Política

Trump consuma otro ciclo imperial con la fuerza como único texto

La doctrina “Donroe” (Donald + Monroe) arrasa con la prevención que tuvo hasta George W. Bush para no ser confundido con la ilegalidad de los setenta en América Latina. Al amigo narco de Honduras, todo; al dictador “comunista” de Venezuela, ni justicia. Registros de las múltiples vidas de Corina Machado. Sin épica, ni coherencia, ni discurso; prima la violencia de los hechos. Milei se recluye en el papel que se asignó: rabia y goce.

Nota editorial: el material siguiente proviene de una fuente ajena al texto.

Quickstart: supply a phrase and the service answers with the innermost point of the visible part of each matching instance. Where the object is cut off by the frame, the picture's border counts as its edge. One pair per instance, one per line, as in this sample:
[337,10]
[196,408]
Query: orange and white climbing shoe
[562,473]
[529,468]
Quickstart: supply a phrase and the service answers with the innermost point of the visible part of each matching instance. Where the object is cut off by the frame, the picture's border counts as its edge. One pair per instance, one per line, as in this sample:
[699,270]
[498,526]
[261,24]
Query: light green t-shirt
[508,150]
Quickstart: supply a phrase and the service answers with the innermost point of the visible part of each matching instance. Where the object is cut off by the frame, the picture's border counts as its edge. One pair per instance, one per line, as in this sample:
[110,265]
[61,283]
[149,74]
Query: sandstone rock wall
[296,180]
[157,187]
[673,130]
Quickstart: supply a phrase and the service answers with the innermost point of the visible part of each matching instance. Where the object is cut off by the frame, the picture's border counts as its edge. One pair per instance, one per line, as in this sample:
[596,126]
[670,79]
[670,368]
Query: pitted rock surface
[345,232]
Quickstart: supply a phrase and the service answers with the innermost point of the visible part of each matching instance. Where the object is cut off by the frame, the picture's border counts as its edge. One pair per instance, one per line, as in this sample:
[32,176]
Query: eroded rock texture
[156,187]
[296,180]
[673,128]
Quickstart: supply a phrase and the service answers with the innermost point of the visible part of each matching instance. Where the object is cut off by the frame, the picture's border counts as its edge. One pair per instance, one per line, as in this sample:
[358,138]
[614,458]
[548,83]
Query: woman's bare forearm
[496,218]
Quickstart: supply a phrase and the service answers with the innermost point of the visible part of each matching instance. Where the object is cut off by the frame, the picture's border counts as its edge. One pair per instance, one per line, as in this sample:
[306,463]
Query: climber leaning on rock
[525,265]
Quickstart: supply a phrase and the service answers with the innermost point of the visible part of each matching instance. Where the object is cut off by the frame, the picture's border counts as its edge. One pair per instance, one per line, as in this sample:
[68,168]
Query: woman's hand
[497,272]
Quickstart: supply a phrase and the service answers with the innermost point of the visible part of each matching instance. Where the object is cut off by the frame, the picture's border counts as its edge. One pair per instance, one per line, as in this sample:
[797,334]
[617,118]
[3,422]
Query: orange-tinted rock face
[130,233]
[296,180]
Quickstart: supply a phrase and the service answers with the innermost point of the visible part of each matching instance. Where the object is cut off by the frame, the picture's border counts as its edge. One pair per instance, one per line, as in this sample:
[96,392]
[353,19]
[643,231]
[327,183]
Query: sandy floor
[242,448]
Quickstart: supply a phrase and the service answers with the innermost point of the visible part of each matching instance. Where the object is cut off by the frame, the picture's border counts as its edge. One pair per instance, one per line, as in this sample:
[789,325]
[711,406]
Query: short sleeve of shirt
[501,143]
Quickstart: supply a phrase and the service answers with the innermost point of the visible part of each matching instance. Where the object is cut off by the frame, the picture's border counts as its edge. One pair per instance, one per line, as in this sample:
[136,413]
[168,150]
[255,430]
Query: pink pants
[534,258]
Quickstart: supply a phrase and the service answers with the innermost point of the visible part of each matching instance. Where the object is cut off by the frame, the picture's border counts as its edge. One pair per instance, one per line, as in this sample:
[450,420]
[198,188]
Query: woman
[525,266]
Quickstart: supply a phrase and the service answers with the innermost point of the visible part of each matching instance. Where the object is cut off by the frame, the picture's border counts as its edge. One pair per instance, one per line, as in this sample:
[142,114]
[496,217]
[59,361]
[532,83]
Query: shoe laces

NOTA DE SEBASTIÁN LACUNZA EN EL DIARIO AR

Los cables diplomáticos internos del Departamento de Estado estadounidense expuestos hace quince años por la organización WikiLeaks radiografían el marco de relación entre Washington y Caracas en la primera década del siglo. A horas de la captura del presidente de Venezuela, Nicolás Maduro, y de la consumación de la doctrina “Donroe” (Donald + Monroe), que da carta blanca al Pentágono para intervenciones armadas en el mundo, aquellos textos diplomáticos reservados son reveladores de un giro fundamental, así como del papel de figuras que siguen protagonizando la vida pública del país invadido; en especial, María Corina Machado.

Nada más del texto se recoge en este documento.